VCNI didn’t use the argument about the wider economic damage that might be caused by plant closures in the Netherlands.
But the blog wouldn’t be surprised if this becomes a concern for Dutch politicians, assuming that it isn’t already a concern. It was certainly a major issue for Scottish politicians during the struggle to save Grangemouth.
Ford’s decision to close an auto plant in the city of Genk in Belgium underlines our point about how the economics of manufacturing are never “standalone”.
Whilst 4,300 direct jobs will be lost when Ford ceases production at the end of 2014, a total of 10,000 direct and indirect jobs will disappear, says the New York Times in this article. This bigger number includes all the auto-parts suppliers, service providers, restaurants and shops etc that depend on the factory in Genk for their livelihood.
It was obviously, therefore, an incredibly hard decision for Ford – and also an expensive one: It cost the company $750 million to reach settlements with around 4,000 blue-collar workers in Genk – $190,000 per worker. This compares with $374 million in 2009 to cover severance costs for 2,400 workers in the US, or about $155,000 for each employee. The difference is down to stronger European labour laws.

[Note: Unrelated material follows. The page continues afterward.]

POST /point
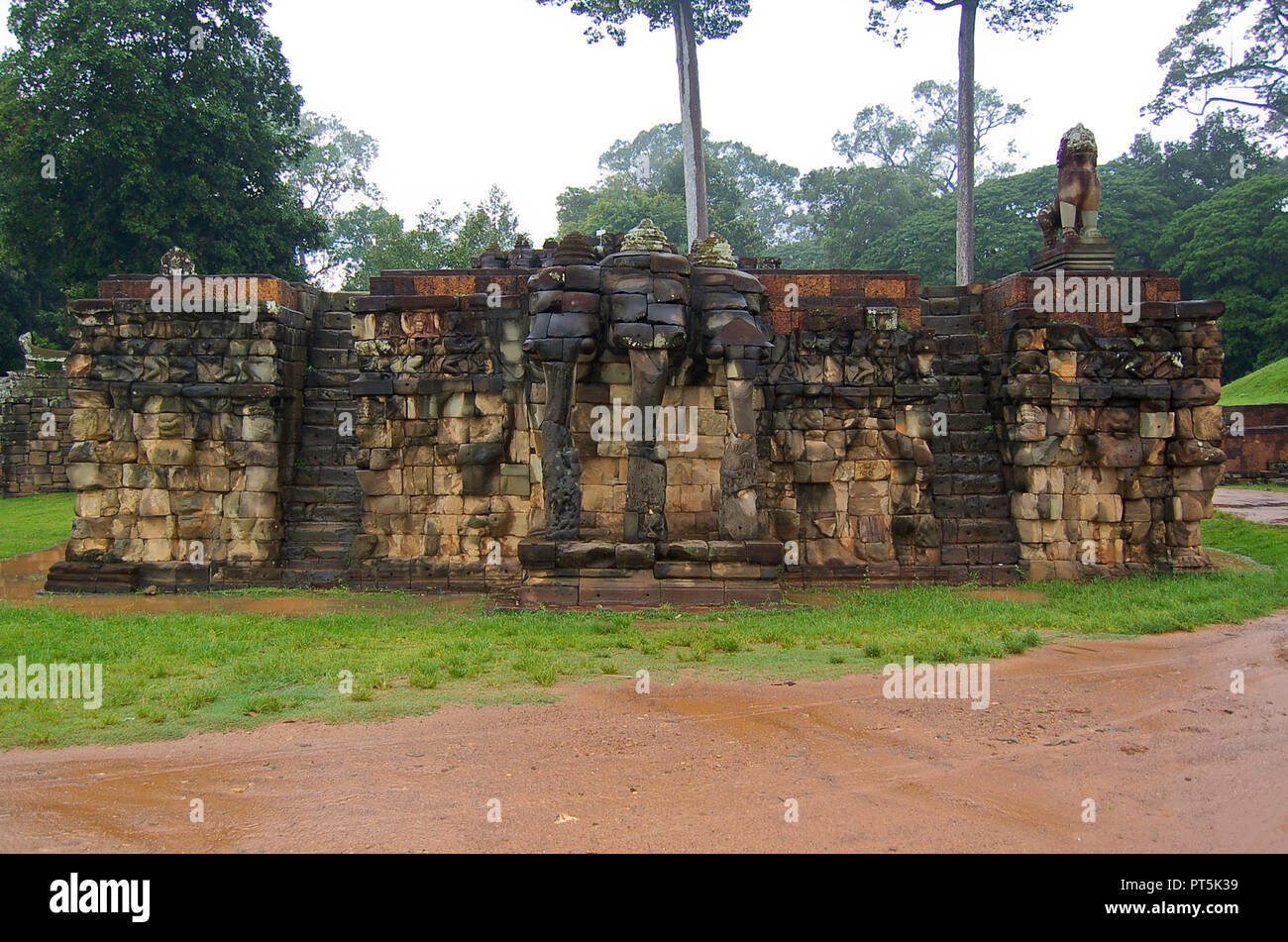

Add to this the environmental cost of cleaning up sites – and penalties that could be incurred for breaking contractual obligations to supply products – and we think that is far from a done deal that European chemicals plant in general will close down in the numbers that some people expect.
Feedstock competitiveness can also rapidly change. Naphtha cracking, for instance, could make a comeback. We might, as a result, see the US ethane-based feedstock advantage eroded.
Even if we are wrong about naphtha, a greater willingness to accept shale gas exploration in Europe could instead do the trick. The longer that unemployment stays at record highs in Europe, the more likely it might be that people will sacrifice their environmental concerns for job creation.
Thus we think it is important not to get too caught up in the competitiveness of the moment and assume that in the long term, Europe’s future is only in high-end speciality chemicals.
Firstly, this is because the history of speciality chemicals is littered with specialities that have been turned into commodities due to oversupply. Perhaps a very recent example might be polyethylene (PE) elastomers.
Plus, as Tom writes, in this second ICIS article:
- European chemicals clusters are already very well-integrated. But in Holland, and perhaps elsewhere, there are opportunities to better connect plants in order to reduce the amount of energy and water that goes to waste.
- A coherent energy policy across the whole of Europe would be of major benefit to the chemicals industry. “We need to get more clarity. ETS [the Emissions Trading Scheme], for instance, has been under discussion for 10 years. There are certain features in it which need to be updated, some repair that is needed,” said Werner Fuhrmann, chairman of VNCI and member of AkzoNobel’s executive committee. [CEFIC, the European chemicals industry association, views the ETS as a significant competitive disadvantage].
Most of Europe’s chemicals plants were, in addition, built many years ago. In a lower demand-growth environment is this necessarily a disadvantage?
Perhaps there is a great future for fully depreciated, small-scale plants that can more closely match supply with weaker demand. Investing in upgrading these plants might be a good alternative to building big, new grassroots facilities in the US Gulf a time when labour and construction costs are forecast to be very high.